The Court further considers whether allowing the amendment at this point would result in prejudice to Jordan Music Entertainment. Under Barrows v. American Motors Corp. (1983), a motion to quash may be granted when an unreasonable delay in amending the complaint to add the new defendant has resulted in prejudice to the defendant. A motion on this ground must be supported by evidence of prejudice. (A.N. v. County of Los Angeles (2009) 171 Cal. App. 4th 1058, 1066-67.)
Here, Jordan has not presented evidence of prejudice. Jordan claims that it has not participated in discovery, but it has not identified any particular discovery that it will be precluded from obtaining. Jordan further argued that Intertwined, Inc.’s application for a good faith settlement was granted before Montage added Jordan as a defendant, but that application was granted during the period that Jordan was a cross-defendant in the case. Further, the effect of the good faith settlement determination will be the same regardless whether Montage’s indemnity claims against Jordan are determined in this action or in a separate action; any claims for equitable indemnity or contribution that Jordan has against Intertwined will be precluded by the good faith settlement determination regardless of when Montage’s claims against Jordan proceed.

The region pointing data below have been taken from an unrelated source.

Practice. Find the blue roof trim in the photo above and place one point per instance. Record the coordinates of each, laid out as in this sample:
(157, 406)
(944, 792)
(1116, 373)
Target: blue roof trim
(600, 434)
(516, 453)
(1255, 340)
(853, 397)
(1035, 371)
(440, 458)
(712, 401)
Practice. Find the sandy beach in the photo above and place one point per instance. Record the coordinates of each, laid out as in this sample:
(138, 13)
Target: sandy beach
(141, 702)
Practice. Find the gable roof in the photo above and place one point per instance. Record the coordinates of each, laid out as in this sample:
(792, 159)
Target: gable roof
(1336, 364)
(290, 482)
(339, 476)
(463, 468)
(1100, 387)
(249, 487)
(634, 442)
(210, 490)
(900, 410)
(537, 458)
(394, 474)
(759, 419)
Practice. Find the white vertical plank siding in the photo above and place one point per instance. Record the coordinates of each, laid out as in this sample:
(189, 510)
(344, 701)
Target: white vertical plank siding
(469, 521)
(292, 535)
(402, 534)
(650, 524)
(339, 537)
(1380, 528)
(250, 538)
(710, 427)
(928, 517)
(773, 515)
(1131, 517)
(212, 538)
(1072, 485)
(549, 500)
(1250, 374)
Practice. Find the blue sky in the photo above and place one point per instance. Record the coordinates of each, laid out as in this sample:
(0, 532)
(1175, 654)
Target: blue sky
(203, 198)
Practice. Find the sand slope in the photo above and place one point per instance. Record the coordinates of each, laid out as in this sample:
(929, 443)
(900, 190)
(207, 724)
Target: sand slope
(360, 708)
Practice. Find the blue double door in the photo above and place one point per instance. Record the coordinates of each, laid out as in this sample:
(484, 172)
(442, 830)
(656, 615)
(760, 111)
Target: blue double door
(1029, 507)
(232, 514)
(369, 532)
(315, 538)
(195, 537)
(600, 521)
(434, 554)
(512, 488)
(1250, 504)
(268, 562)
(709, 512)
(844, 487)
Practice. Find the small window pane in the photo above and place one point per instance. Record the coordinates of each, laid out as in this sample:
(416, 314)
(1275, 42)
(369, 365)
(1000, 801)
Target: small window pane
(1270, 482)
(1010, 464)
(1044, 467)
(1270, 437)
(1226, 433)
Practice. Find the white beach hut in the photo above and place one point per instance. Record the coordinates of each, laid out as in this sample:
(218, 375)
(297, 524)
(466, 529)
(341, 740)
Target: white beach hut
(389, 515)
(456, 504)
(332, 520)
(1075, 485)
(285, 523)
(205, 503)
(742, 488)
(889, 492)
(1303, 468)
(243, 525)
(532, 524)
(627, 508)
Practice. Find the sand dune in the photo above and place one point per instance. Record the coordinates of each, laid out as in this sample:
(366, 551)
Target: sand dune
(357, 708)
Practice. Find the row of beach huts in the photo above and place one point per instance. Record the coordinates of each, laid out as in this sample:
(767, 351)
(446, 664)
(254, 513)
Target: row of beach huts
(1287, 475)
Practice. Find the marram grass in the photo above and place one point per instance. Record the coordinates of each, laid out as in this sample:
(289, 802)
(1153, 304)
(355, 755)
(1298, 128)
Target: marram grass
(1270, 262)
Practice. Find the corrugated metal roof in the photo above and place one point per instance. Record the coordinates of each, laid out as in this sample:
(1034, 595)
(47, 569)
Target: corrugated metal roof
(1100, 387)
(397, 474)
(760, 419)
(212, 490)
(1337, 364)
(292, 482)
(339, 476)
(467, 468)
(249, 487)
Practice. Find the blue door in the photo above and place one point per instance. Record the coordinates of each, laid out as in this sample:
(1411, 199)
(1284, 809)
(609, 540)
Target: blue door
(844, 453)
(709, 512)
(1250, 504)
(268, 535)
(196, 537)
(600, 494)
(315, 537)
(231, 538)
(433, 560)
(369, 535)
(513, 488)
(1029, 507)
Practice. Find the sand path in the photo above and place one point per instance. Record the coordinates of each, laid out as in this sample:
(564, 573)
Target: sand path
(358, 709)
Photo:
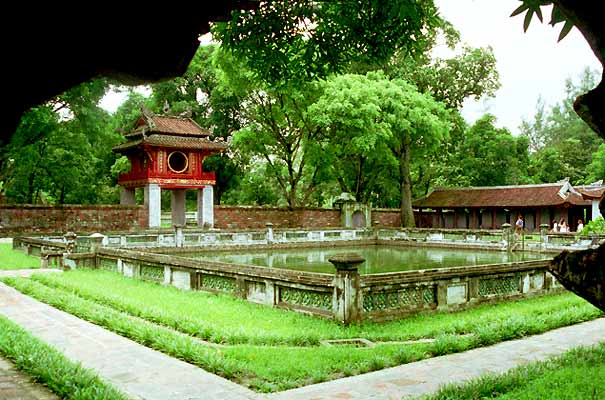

Finally, Jordan cannot claim prejudice from an impending trial date. As noted above, although the final status conference and trial are currently set for September 25, 2020 and October 9, 2020, respectively, the Court advances and vacates those dates and sets a trial setting conference for September 25, 2020 at 8:30 a.m.
Moving party is ordered to give notice.
Motion by Ohio Security Insurance Company for Leave to Intervene is GRANTED.
Intervention is proper where the intervenor shows an interest relating to the property or transaction which is the subject of the action and disposition of that action may as a practical matter impair or impede that person’s ability to protect the interest. Cal Code Civil Procedure § 387(b). Intervenor has an interest in this litigation in that it provides commercial liability insurance to Defendant Inviting Occasion, Inc., who cannot defend itself while it is suspended by the Franchise Tax Board. Declaration of Irving Feng, paragraph 3.
Intervention is permitted to allow the insurer to protect its interests in the litigation and to litigate fault or damage issues that its insured is procedurally barred from pursuing. Western Heritage Ins. Co. v. Superior Court (2011) 199 Cal. App. 4th 1196, 1207-1208; Reliance Ins. Co. v. Superior Court (2000) 84 Cal. App. 4th 383, 385; Kaufman & Broad Communities, Inc. v. Performance Plastering, Inc. (2006) 136 Cal.App.4th 212, 222.
Intervenor is ordered to file Its Complaint-In-Intervention forthwith.
Moving party is ordered to give notice.